Skip to content

ACM SIGMOD 2021

Welcome participants of the ACM SIGMOD 2021 programming contest! This page contains some special information for you to get started more easily with our tool.

Feel free to open an issue in case you find a bug or see space for improvement :)

Introduction

This tool will help you to compare and evaluate your data matching solutions. You can upload experiment results from your data matching solution and then compare it with a goldstandard, compare two experiment runs with each other or calculate binary metrics like precision or recall.

We are working closely with the contest team to allow for a seamless experience.

Setup

To use snowman, you'll have to download the latest release (Github Releases) of snowman for your specific os. After that you are able to start snowman!
As a first step, we'd suggest for you to start with our section Basic Usage or take a look at our intoductory video below for a guide on how to benchmark and evaluate matching solutions with snowman. You can find an explanation of a basic workflow here or in the video below.

Some contest datasets are already bundled with the release. Select one of them, upload your own experiment result and start benchmarking!

In case you'll want to upgrade later on, simply download the newest release and you're ready to go!

Datasets

We've included an automatic importer for the gold standard format and validated that the below datasets can be imported out of the box. More datasets will be added as soon as they are released by the contest team.
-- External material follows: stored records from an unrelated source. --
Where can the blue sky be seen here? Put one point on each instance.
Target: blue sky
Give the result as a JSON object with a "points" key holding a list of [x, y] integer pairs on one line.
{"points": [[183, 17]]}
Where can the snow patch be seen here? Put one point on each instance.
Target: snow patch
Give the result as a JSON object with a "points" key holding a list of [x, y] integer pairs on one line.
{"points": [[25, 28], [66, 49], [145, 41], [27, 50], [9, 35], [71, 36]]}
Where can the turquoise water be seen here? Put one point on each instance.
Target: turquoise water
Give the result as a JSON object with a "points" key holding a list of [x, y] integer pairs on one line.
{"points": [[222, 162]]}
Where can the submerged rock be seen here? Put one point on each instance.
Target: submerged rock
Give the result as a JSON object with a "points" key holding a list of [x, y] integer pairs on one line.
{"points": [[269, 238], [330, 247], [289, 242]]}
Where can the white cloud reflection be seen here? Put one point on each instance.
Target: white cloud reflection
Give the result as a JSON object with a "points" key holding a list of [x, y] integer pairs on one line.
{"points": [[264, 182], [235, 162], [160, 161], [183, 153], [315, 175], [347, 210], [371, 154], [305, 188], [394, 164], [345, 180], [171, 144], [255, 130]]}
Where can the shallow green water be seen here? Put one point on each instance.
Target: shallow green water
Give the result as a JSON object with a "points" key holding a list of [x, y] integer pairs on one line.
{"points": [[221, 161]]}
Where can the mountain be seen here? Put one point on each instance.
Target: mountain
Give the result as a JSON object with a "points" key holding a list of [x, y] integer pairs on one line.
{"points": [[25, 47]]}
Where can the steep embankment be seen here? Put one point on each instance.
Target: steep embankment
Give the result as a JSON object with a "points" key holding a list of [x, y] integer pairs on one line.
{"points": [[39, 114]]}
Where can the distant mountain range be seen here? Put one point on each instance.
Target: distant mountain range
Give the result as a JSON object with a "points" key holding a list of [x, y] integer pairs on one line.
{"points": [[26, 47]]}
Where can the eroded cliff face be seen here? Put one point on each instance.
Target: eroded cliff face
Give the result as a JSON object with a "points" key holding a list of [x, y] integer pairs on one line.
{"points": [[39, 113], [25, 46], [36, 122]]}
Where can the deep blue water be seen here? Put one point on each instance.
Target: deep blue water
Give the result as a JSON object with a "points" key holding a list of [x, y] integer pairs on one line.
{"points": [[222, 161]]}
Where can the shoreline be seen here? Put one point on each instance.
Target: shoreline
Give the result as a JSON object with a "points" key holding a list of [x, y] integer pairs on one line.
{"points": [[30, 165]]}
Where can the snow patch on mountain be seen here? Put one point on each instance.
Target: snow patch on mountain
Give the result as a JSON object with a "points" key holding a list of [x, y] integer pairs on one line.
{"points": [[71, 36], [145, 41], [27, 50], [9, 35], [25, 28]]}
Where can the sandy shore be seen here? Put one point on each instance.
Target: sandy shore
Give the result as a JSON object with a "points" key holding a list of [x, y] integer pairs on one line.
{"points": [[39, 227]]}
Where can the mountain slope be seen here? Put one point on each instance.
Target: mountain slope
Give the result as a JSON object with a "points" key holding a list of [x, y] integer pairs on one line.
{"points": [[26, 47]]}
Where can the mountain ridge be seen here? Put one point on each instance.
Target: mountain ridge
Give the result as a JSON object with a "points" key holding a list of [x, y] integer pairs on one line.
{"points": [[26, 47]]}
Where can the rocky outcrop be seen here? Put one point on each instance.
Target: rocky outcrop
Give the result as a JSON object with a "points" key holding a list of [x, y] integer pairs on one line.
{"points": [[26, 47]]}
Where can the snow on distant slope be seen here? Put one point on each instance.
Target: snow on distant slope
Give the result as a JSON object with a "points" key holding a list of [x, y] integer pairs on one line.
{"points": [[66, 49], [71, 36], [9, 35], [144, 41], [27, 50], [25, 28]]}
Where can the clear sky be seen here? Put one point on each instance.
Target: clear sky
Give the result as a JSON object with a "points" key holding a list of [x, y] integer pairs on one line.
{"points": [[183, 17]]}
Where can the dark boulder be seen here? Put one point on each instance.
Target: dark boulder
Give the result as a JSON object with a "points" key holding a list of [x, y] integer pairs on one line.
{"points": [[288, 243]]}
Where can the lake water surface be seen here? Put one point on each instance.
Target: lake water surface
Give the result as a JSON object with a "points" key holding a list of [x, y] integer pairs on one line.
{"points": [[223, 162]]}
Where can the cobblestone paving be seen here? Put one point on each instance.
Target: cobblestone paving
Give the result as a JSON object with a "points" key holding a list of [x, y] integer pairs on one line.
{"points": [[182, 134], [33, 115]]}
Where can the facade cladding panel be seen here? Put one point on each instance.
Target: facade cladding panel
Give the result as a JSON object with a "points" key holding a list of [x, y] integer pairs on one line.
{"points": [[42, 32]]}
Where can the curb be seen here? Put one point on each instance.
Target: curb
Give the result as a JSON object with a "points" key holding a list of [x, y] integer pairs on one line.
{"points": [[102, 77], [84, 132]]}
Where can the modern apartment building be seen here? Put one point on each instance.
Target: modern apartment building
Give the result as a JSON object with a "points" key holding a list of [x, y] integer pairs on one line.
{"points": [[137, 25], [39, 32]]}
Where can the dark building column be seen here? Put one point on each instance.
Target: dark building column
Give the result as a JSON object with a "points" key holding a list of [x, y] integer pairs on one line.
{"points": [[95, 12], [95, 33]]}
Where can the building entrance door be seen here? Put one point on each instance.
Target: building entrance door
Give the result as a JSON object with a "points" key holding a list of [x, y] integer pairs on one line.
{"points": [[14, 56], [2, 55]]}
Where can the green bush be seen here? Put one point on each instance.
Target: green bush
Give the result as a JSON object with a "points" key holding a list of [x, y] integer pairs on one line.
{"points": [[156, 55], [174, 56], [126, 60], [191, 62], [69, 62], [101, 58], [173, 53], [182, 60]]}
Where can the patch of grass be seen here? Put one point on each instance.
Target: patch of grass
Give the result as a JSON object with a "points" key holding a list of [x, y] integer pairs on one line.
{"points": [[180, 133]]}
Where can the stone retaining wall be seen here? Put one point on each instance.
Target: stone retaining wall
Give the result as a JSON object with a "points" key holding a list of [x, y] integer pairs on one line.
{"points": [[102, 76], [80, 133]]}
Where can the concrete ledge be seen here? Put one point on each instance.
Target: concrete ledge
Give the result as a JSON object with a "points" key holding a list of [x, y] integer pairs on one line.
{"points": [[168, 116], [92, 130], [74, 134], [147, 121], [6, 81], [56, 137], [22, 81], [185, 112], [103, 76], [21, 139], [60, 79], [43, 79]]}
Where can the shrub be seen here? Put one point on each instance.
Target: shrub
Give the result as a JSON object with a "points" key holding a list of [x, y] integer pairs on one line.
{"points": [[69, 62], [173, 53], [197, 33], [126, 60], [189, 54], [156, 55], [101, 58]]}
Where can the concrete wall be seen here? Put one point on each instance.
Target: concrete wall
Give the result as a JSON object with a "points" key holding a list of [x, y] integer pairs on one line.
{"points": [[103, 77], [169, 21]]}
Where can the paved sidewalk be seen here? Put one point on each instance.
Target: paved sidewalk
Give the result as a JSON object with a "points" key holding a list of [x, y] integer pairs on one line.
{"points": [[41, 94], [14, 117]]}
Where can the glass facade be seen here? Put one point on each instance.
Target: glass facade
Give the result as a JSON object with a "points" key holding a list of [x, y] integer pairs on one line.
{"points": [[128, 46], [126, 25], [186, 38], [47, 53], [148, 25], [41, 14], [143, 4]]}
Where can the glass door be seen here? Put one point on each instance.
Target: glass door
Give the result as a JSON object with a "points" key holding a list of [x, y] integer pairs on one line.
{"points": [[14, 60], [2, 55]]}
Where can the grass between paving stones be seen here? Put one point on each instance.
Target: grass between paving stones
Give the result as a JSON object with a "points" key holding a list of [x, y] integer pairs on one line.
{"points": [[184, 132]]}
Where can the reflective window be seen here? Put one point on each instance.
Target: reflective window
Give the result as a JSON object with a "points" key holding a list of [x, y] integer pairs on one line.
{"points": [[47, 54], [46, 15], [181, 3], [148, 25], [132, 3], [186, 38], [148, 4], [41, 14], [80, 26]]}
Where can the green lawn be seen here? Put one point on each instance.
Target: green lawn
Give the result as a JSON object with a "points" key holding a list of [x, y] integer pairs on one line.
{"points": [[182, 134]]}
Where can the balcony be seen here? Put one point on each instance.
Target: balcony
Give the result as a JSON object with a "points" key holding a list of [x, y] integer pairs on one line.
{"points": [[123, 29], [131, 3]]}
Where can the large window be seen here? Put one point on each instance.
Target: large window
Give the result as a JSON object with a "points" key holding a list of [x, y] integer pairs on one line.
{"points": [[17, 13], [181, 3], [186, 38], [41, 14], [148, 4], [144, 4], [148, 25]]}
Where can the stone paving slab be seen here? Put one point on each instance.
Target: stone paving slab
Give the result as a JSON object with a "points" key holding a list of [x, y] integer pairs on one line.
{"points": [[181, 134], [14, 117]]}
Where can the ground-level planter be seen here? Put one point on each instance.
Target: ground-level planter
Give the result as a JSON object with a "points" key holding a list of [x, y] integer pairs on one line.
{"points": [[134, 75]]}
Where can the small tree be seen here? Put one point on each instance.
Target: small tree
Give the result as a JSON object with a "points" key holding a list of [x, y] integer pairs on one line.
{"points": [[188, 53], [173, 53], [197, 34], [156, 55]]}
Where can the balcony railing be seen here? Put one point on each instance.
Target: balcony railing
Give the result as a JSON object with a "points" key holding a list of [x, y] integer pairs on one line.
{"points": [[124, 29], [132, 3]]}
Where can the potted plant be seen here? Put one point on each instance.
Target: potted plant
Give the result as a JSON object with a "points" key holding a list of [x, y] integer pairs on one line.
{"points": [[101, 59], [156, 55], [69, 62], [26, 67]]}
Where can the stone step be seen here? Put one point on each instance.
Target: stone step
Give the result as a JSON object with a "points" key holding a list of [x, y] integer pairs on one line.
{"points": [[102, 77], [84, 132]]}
  1. NotebookToy: prepackaged dataset X1 and gold standard Y1
  2. Notebook: prepackaged dataset X2 and gold standard Y2

If you want to upload further datasets which have the same format as the SIGMOD-datasets, you will have to change some default settings in the dataset-uploader-dialog: Set the ID Column from id to instance_id and set the Escape character to ". You can then select the dataset file and click on ADD.

Appendix

We wish all participants best of luck!